Non siamo più disponibili a tollerare simili condizioni, la carenza organica e un carico di lavoro pieno di responsabilità e rischi per il personale di Polizia Penitenziaria.
La scrivente organizzazione sindacale ha, anzitempo, segnalato le condizioni di disagio, con grave pericolo per la tenuta della sicurezza della Casa Circondariale di Siracusa, consapevoli che tale situazione potrebbe portare a conseguenze irreparabili se l’Amministrazione non prende coscienza con puntuali e determinati impegni nell’aumento della pianta organica in tempi rapidissimi.
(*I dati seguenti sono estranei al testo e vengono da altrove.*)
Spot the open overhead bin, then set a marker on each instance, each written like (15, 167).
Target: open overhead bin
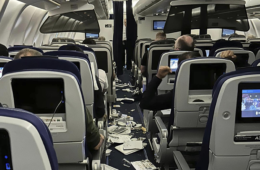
(203, 14)
(71, 19)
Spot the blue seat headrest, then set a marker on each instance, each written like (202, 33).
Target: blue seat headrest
(19, 48)
(67, 53)
(27, 63)
(64, 47)
(222, 44)
(41, 128)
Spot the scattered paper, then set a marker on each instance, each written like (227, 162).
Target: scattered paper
(143, 165)
(127, 152)
(133, 145)
(115, 138)
(107, 167)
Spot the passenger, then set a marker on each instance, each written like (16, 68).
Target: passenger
(161, 102)
(101, 38)
(3, 51)
(89, 41)
(250, 37)
(27, 52)
(159, 36)
(99, 106)
(239, 62)
(93, 138)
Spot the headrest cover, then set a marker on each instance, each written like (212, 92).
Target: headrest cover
(19, 48)
(64, 47)
(163, 42)
(41, 128)
(67, 53)
(28, 63)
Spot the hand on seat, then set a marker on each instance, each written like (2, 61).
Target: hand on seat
(102, 138)
(163, 71)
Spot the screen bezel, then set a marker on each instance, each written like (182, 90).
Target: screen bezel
(227, 35)
(239, 118)
(158, 21)
(91, 33)
(169, 62)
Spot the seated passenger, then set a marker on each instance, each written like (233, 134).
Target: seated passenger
(27, 52)
(93, 138)
(101, 38)
(89, 41)
(150, 100)
(3, 51)
(159, 36)
(239, 62)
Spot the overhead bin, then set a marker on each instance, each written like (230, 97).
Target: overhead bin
(68, 19)
(203, 14)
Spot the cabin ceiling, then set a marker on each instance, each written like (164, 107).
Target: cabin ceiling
(101, 6)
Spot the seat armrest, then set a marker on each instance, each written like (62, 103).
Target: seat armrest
(180, 161)
(161, 127)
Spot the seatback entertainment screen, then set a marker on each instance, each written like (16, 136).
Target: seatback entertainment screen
(158, 25)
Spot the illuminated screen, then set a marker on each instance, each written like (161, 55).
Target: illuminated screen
(90, 35)
(207, 53)
(227, 32)
(250, 106)
(174, 64)
(1, 71)
(158, 25)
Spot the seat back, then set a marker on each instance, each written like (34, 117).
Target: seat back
(243, 56)
(25, 141)
(154, 56)
(193, 86)
(169, 59)
(14, 50)
(233, 121)
(104, 62)
(87, 79)
(3, 61)
(145, 49)
(46, 86)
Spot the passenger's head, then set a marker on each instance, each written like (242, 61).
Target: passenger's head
(27, 52)
(185, 43)
(101, 38)
(188, 55)
(89, 41)
(73, 48)
(250, 37)
(3, 51)
(160, 36)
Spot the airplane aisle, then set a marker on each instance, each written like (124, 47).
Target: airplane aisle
(133, 110)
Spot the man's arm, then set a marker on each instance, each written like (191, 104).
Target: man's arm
(150, 100)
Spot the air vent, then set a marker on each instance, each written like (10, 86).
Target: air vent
(73, 6)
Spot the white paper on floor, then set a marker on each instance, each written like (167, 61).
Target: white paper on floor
(127, 152)
(143, 165)
(107, 167)
(115, 138)
(133, 145)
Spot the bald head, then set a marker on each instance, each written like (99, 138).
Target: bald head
(160, 36)
(185, 43)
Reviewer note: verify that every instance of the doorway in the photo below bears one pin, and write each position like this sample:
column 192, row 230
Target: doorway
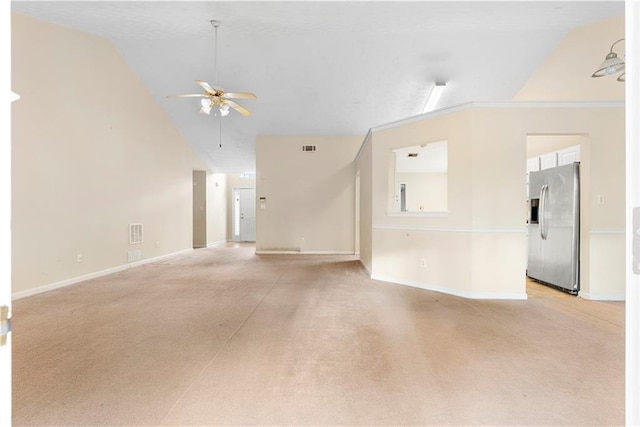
column 553, row 259
column 244, row 214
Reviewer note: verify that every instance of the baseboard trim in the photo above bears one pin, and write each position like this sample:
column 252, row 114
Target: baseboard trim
column 366, row 267
column 602, row 297
column 303, row 252
column 517, row 230
column 215, row 244
column 85, row 277
column 454, row 292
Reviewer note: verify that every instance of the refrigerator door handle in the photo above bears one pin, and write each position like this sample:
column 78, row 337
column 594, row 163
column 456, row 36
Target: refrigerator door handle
column 544, row 191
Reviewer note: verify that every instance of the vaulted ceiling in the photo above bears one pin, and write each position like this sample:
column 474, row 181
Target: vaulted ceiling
column 324, row 67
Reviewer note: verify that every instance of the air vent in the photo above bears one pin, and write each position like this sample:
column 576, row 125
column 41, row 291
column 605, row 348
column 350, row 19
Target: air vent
column 135, row 234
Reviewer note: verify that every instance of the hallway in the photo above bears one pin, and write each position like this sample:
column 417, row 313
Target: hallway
column 222, row 336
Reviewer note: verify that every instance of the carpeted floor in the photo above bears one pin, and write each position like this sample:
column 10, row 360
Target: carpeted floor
column 223, row 336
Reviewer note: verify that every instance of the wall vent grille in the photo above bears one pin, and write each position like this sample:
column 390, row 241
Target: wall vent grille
column 135, row 234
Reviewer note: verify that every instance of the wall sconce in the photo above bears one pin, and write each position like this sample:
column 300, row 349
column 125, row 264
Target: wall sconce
column 611, row 64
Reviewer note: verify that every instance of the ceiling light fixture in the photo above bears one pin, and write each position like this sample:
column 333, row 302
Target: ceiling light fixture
column 434, row 97
column 611, row 64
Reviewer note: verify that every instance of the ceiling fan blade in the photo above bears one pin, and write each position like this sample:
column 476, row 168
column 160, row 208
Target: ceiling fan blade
column 206, row 86
column 189, row 95
column 240, row 109
column 234, row 95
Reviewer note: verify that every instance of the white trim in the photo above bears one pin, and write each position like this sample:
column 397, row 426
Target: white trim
column 602, row 297
column 434, row 214
column 454, row 292
column 74, row 280
column 366, row 267
column 218, row 243
column 449, row 229
column 607, row 231
column 267, row 252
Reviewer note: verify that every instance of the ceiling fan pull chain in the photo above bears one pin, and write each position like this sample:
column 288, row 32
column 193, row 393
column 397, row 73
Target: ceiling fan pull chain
column 220, row 131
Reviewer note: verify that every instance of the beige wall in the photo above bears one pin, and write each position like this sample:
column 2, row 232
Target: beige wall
column 217, row 207
column 309, row 195
column 543, row 144
column 364, row 170
column 92, row 152
column 479, row 248
column 565, row 75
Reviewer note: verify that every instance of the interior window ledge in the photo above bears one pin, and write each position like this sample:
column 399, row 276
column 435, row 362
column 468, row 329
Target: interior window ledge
column 419, row 214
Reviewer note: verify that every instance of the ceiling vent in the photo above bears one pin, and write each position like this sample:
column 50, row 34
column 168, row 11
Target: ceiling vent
column 135, row 234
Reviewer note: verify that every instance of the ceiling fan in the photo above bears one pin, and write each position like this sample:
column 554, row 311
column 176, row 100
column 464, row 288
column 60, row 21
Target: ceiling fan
column 214, row 96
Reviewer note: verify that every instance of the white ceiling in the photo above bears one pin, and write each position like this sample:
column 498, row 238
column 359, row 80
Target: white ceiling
column 323, row 68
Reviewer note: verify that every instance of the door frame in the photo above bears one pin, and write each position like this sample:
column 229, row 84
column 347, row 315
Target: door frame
column 5, row 207
column 236, row 223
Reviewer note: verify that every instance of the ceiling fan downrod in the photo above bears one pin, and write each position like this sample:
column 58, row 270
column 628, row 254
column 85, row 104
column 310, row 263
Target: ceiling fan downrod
column 215, row 25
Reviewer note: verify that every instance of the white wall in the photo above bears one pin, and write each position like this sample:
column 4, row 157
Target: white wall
column 425, row 192
column 92, row 152
column 309, row 195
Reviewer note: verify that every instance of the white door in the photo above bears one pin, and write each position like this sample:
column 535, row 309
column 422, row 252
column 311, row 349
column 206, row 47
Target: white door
column 5, row 208
column 248, row 214
column 632, row 99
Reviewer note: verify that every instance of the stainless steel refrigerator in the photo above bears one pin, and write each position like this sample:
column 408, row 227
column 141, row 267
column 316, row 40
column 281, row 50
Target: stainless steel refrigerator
column 554, row 227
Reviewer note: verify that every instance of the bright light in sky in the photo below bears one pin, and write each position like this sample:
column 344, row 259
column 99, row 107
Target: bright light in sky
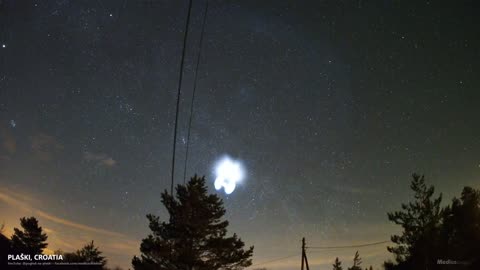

La scrivente organizzazione sindacale non può non evidenziare che un simile provvedimento è fumo negli occhi, sarebbe stato più opportuno e significativamente più fattibile impegnare più istituti penitenziari e più personale di Polizia Penitenziaria, per affrontare l’annosa emergenza della C.C. di Siracusa.
Non è accettabile che detto provvedimento possa essere a tempo determinato; per quanto sopra, pertanto, si chiede un urgente incontro al fine di stabilire modalità e criteri per far fronte definitivamente alle questioni afferenti la gravità della sicurezza della Casa Circondariale di Siracusa.
Signor Presidente, le comunichiamo che lo stato di agitazione del personale di Polizia Penitenziaria enunciato in data 24 aprile 2019, pur in presenza di provvedimento, blando e irrisorio, si trasformerà in manifestazione pubbliche se non vi sarà l’incontro richiesto entro 5 giorni dalla presente.